Jane Wakefield, Technology reporter for the BBC reports that a car that has been designed to strip the air of pollution as it drives along has been shown off at the Goodwood Festival of Speed. Created by British designer Thomas Heatherwick, it is hoped the Airo (as it is called) will go into production in China in 2023, with plans to make a million of them.
The radical design is intended to address not only the pollution issue, but also help solve the "space crisis". The car - which was first unveiled at the Shanghai car show in April - has a large glass roof, and the interior is designed to look like a room, with adjustable chairs that can be turned into beds, and a central table intended for meetings or meals.
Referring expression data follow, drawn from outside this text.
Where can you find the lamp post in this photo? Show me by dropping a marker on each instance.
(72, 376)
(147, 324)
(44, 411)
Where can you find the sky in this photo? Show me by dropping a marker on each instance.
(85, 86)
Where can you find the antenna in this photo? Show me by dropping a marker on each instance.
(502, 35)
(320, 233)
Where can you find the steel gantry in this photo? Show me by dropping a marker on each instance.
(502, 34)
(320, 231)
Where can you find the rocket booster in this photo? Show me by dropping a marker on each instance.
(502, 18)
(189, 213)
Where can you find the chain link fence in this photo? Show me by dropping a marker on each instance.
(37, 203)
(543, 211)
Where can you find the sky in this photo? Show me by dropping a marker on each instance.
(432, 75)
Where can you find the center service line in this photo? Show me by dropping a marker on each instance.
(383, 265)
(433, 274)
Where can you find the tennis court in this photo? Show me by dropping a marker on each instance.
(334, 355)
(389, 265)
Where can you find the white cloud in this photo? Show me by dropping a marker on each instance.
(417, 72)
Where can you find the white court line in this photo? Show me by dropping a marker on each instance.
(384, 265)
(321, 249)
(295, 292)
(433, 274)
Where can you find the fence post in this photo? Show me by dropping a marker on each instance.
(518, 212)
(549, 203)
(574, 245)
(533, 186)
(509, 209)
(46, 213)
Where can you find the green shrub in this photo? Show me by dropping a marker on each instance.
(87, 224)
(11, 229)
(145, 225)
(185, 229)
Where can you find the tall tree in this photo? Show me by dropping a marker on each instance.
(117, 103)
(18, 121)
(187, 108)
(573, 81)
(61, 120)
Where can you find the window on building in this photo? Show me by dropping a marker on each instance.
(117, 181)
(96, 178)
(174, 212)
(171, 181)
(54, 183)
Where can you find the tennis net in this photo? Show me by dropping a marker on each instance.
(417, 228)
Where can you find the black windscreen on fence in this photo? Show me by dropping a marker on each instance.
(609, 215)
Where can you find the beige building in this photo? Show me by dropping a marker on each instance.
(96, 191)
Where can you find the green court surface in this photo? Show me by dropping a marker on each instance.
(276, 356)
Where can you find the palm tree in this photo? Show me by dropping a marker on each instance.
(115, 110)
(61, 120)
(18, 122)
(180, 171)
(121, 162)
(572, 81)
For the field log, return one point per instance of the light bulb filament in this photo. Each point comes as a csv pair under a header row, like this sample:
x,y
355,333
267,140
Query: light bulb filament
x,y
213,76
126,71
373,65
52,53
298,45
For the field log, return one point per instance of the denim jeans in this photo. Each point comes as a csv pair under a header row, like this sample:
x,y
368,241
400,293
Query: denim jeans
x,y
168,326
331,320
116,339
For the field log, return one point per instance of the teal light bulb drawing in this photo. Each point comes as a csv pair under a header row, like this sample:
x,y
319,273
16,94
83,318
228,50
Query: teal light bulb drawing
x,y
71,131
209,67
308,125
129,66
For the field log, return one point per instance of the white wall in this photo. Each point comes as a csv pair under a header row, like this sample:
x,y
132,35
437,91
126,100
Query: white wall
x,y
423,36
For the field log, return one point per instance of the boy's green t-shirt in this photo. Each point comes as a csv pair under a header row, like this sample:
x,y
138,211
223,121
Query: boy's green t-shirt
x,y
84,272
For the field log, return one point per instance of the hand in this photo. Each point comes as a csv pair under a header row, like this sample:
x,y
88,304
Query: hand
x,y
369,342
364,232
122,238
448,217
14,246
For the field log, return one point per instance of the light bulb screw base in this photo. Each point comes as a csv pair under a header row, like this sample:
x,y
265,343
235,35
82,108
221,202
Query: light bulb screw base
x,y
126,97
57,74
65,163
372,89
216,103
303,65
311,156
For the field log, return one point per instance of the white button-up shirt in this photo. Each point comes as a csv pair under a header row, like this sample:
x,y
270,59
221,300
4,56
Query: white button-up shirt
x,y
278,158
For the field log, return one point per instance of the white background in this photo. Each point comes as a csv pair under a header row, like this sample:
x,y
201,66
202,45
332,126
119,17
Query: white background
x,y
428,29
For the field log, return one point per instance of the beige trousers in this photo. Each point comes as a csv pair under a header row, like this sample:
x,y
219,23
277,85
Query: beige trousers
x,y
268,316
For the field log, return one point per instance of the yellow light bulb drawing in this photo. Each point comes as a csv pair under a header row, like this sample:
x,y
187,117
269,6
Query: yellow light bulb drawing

The steering wheel is hidden in the dashboard and the exterior is textured, with a series of ripples or ridges. "Car manufacturers are falling over themselves to make electric cars, but a new electric car shouldn't just be another one with a different look," said Mr Heatherwick.
As well as wanting to reflect the flow of air over the car in the ridged exterior, the front grill will be fitted with an air filter which will "collect a tennis ball worth of particulate matter per year", he told the BBC.
"That might not sound a lot, but think of a tennis ball in your lungs, that is contributing to cleaning the air, and with a million vehicles in China alone, that adds up." Incorporating this technology is "the next stage of development" he said. It is planned for it to have both autonomous and driver-controlled modes.
The second big idea behind the car's design is as an alternative space for owners to use. "Covid has raised the space crisis. Many of us are living in flats and houses and need more space, an office or a study," said Mr Heatherwick. With one billion cars in the world which are used for roughly only 10% of the time, there is scope for them to become "valuable real-estate", he said. "The car becomes a communal space for the time when it is not driving." The vehicle will be priced at around £40,000 - something Mr Heatherwick described as "not crazy luxury".
Critics question whether it can ever be manufactured in its current design. Professor Wells, professor of business and sustainability at the Cardiff Business School's centre for automotive industry research, is sceptical that it will be designed in its current form. Mr Heatherwick did admit the design "may simplify somewhat" when it goes into production.